New York, New York, New York
Title | New York, New York, New York PDF eBook |
Author | Thomas Dyja |
Publisher | Simon and Schuster |
Pages | 544 |
Release | 2021-03-16 |
Genre | History |
ISBN | 1982149809 |
A New York Times Notable Book A lively, immersive history by an award-winning urbanist of New York City’s transformation, and the lessons it offers for the city’s future. Dangerous, filthy, and falling apart, garbage piled on its streets and entire neighborhoods reduced to rubble; New York’s terrifying, if liberating, state of nature in 1978 also made it the capital of American culture. Over the next thirty-plus years, though, it became a different place—kinder and meaner, richer and poorer, more like America and less like what it had always been. New York, New York, New York, Thomas Dyja’s sweeping account of this metamorphosis, shows it wasn’t the work of a single policy, mastermind, or economic theory, nor was it a morality tale of gentrification or crime. Instead, three New Yorks evolved in turn. After brutal retrenchment came the dazzling Koch Renaissance and the Dinkins years that left the city’s liberal traditions battered but laid the foundation for the safe streets and dotcom excess of Giuliani’s Reformation in the ‘90s. Then the planes hit on 9/11. The shaky city handed itself over to Bloomberg who merged City Hall into his personal empire, launching its Reimagination. From Hip Hop crews to Wall Street bankers, D.V. to Jay-Z, Dyja weaves New Yorkers famous, infamous, and unknown—Yuppies, hipsters, tech nerds, and artists; community organizers and the immigrants who made this a truly global place—into a narrative of a city creating ways of life that would ultimately change cities everywhere. With great success, though, came grave mistakes. The urbanism that reclaimed public space became a means of control, the police who made streets safe became an occupying army, technology went from a means to the end. Now, as anxiety fills New Yorker’s hearts and empties its public spaces, it’s clear that what brought the city back—proximity, density, and human exchange—are what sent Covid-19 burning through its streets, and the price of order has come due. A fourth evolution is happening and we must understand that the greatest challenge ahead is the one New York failed in the first three: The cures must not be worse than the disease.
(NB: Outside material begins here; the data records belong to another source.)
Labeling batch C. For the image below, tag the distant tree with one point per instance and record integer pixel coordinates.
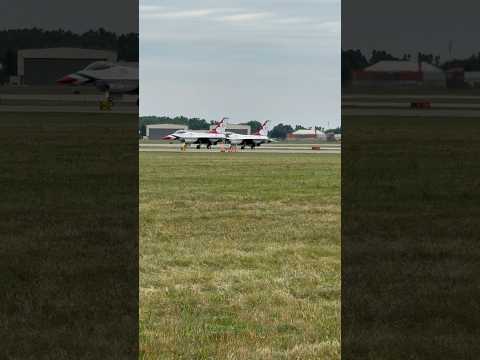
(280, 131)
(381, 55)
(351, 60)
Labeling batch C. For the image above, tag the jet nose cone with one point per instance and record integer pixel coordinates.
(69, 79)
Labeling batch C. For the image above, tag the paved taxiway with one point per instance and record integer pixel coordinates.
(326, 149)
(68, 109)
(382, 105)
(413, 112)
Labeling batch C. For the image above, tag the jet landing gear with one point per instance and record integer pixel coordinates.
(107, 104)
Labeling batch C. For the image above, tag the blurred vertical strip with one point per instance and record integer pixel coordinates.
(68, 181)
(410, 188)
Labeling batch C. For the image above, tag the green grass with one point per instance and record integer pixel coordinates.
(239, 256)
(410, 195)
(69, 230)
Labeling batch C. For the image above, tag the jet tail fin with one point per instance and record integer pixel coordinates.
(220, 126)
(263, 131)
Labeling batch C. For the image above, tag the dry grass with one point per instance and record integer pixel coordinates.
(239, 256)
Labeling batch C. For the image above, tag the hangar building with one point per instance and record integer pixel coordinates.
(46, 66)
(237, 128)
(157, 131)
(400, 73)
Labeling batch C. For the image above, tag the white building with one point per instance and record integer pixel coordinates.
(46, 66)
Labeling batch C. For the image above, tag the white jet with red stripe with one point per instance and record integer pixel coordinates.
(254, 140)
(213, 137)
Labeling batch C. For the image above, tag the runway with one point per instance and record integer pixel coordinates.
(269, 149)
(68, 109)
(384, 104)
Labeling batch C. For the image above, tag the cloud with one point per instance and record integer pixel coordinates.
(223, 54)
(246, 17)
(185, 14)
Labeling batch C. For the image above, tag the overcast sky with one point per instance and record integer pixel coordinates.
(410, 26)
(245, 59)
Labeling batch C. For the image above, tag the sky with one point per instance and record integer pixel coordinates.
(275, 60)
(410, 26)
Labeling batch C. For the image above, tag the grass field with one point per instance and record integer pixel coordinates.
(239, 256)
(410, 195)
(69, 230)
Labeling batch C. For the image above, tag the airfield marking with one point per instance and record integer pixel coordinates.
(67, 109)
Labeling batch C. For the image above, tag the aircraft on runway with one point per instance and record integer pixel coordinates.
(213, 137)
(111, 78)
(257, 139)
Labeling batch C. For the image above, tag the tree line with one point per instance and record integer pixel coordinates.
(354, 59)
(126, 45)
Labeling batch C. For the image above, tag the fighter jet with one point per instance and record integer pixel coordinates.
(110, 78)
(213, 137)
(257, 139)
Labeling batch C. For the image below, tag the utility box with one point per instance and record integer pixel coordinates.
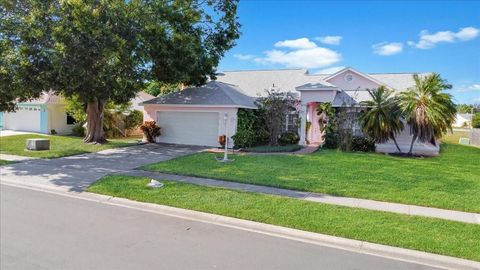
(38, 144)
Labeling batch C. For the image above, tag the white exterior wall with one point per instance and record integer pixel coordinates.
(151, 114)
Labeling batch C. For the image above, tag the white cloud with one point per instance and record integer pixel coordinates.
(244, 56)
(329, 70)
(301, 43)
(331, 40)
(296, 53)
(428, 41)
(385, 48)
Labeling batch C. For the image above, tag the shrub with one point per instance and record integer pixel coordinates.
(78, 130)
(150, 130)
(289, 137)
(363, 144)
(133, 120)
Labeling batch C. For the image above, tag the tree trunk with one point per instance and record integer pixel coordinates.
(411, 145)
(95, 133)
(396, 144)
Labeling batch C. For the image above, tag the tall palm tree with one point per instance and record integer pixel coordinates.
(429, 112)
(382, 120)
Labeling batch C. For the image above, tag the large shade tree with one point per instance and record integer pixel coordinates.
(428, 110)
(382, 120)
(104, 50)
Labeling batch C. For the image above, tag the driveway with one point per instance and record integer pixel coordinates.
(75, 173)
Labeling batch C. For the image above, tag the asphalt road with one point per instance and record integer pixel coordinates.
(47, 231)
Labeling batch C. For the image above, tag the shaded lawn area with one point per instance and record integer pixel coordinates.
(59, 145)
(420, 233)
(450, 181)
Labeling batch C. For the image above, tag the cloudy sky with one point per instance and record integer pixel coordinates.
(324, 37)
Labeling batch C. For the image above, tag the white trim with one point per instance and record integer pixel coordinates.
(364, 75)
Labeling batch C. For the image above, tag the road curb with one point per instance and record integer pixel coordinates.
(396, 253)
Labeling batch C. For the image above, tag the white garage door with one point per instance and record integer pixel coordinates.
(194, 128)
(24, 119)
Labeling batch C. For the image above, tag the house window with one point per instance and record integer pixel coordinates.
(291, 121)
(70, 120)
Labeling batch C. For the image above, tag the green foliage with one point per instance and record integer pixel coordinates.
(273, 109)
(250, 129)
(382, 120)
(363, 144)
(476, 120)
(78, 130)
(155, 88)
(429, 112)
(288, 137)
(150, 130)
(133, 120)
(101, 51)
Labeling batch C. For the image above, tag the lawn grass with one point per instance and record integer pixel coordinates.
(273, 149)
(4, 162)
(450, 181)
(59, 145)
(420, 233)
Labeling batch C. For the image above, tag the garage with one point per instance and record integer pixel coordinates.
(24, 119)
(198, 115)
(194, 128)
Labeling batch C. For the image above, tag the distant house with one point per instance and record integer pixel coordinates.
(47, 114)
(463, 120)
(197, 115)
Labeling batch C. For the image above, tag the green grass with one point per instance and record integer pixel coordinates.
(420, 233)
(272, 149)
(4, 162)
(450, 181)
(59, 145)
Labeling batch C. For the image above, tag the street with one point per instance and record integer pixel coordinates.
(41, 230)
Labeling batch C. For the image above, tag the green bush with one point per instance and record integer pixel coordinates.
(476, 120)
(78, 130)
(289, 137)
(133, 120)
(363, 144)
(250, 129)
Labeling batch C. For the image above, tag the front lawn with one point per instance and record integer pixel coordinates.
(4, 162)
(420, 233)
(450, 181)
(59, 145)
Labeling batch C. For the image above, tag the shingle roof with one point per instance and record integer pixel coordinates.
(213, 93)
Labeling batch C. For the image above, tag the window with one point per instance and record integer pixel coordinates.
(291, 121)
(70, 120)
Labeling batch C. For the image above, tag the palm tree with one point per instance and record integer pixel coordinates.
(382, 121)
(429, 112)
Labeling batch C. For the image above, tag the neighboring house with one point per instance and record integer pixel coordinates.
(463, 120)
(42, 115)
(47, 114)
(195, 115)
Exhaustively researched, passionately told, New York, New York, New York is a colorful, inspiring guide to not just rebuilding but reimagining a great city.
LeRoy Neiman
Title | LeRoy Neiman PDF eBook |
Author | LeRoy Neiman |
Publisher | ABRAMS |
Pages | 288 |
Release | 2003 |
Genre | Art |
ISBN | 9780810967953 |
The author celebrates the half-century career of an American icon, featuring nearly 350 color plates of the artist's work as well as a complete overview of his life and career, including sketches and watercolor never before published and details of his relationships with the great names in jazz--Armstrong, Fitzgerald, Mingus, and Davis. 12,500 first printing.